PENGERTIAN DAN KASUS PERUSAHAAN
YANG MENYIMPANG DARI GOOD CORPORATE GOVERNANCE ( GCG)
Tata
Kelola Perusahaan (bahasa
Inggris: corporate governance) adalah rangkaian proses,
kebiasaan, kebijakan, aturan, dan institusi yang memengaruhi pengarahan,
pengelolaan, serta pengontrolan suatu perusahaan atau
korporasi. Tata kelola perusahaan juga mencakup hubungan antara para pemangku kepentingan (stakeholder)
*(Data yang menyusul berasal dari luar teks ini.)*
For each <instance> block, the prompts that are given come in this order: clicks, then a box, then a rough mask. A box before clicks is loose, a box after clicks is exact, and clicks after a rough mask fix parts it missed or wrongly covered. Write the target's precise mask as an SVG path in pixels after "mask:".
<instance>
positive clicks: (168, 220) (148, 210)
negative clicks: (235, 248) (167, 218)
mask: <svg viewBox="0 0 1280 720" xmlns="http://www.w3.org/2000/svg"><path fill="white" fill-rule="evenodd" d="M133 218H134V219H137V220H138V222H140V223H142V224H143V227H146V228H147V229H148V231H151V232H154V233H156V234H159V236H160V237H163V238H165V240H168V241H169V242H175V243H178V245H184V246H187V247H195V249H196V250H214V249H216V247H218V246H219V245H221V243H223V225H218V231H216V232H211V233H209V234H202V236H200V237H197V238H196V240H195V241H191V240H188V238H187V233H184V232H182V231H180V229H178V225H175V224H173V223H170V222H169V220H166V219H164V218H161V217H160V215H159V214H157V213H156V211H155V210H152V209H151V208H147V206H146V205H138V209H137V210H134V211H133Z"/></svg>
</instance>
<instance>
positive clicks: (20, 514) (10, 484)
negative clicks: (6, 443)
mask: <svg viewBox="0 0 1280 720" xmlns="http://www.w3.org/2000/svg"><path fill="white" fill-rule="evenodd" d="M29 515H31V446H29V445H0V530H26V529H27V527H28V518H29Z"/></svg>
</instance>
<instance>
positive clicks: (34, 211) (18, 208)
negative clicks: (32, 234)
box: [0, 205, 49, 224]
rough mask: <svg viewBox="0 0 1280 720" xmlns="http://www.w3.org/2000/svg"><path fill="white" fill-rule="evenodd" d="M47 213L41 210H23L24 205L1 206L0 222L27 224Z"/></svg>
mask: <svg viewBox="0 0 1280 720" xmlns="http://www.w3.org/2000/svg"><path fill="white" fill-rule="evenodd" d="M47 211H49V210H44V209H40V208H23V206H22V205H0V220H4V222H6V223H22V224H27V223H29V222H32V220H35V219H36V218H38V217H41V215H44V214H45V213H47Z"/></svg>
yang terlibat serta tujuan pengelolaan perusahaan. Pihak-pihak utama dalam tata
kelola perusahaan adalah pemegang
saham, manajemen, dan dewan direksi. Pemangku
kepentingan lainnya termasuk karyawan, pemasok, pelanggan, bank dan kreditor
lain, regulator, lingkungan, serta masyarakat luas.
Tata
kelola perusahaan adalah suatu subjek yang memiliki banyak aspek. Salah satu
topik utama dalam tata kelola perusahaan adalah menyangkut masalah akuntabilitas dan
tanggung jawab mandat, khususnya implementasi pedoman dan mekanisme untuk
memastikan perilaku yang baik dan melindungi kepentingan pemegang saham. Fokus
utama lain adalah efisiensi ekonomi yang menyatakan bahwa sistem tata kelola
perusahaan harus ditujukan untuk mengoptimalisasi hasil ekonomi, dengan
penekanan kuat pada kesejahteraan para pemegang saham. Ada pula sisi lain yang
merupakan subjek dari tata kelola perusahaan, seperti sudut pandang pemangku
kepentingan, yang menuntut perhatian dan akuntabilitas lebih terhadap
pihak-pihak lain selain pemegang saham, misalnya karyawan atau lingkungan.
Perhatian
terhadap praktik tata kelola perusahaan di perusahaan modern telah meningkat
akhir-akhir ini, terutama sejak keruntuhan perusahaan-perusahaan besar AS
seperti Enron Corporation dan Worldcom. Di Indonesia,
perhatian pemerintah terhadap masalah ini diwujudkan dengan didirikannya Komite
Nasional Kebijakan Governance (KNKG) pada akhir tahun 2004.
Dalam good
corporate governance mensyaratkan perlunya perhatian terhadap aspek
internal dan aspek eksternal perusahaan. aspek internal dapat menyangkut
pembiayaan, pemasaran, produksi dan operasional yang sehat. aspek eksternal
berhubungan social responsibility bisnis maupun etika bisnis.
Perusahan
harus mempunyai tanggungjawab kepada masyarakat, antara lain hasil produksi
cukup berkualitas, tidak membahayakan kesehatan atau merusak lingkungan. dapat
juga perusahaan menyumbang untuk kepentingan umum, misalnya memelihara jalan
lokasi perusahaan dan sumbangan fasilitas sosial.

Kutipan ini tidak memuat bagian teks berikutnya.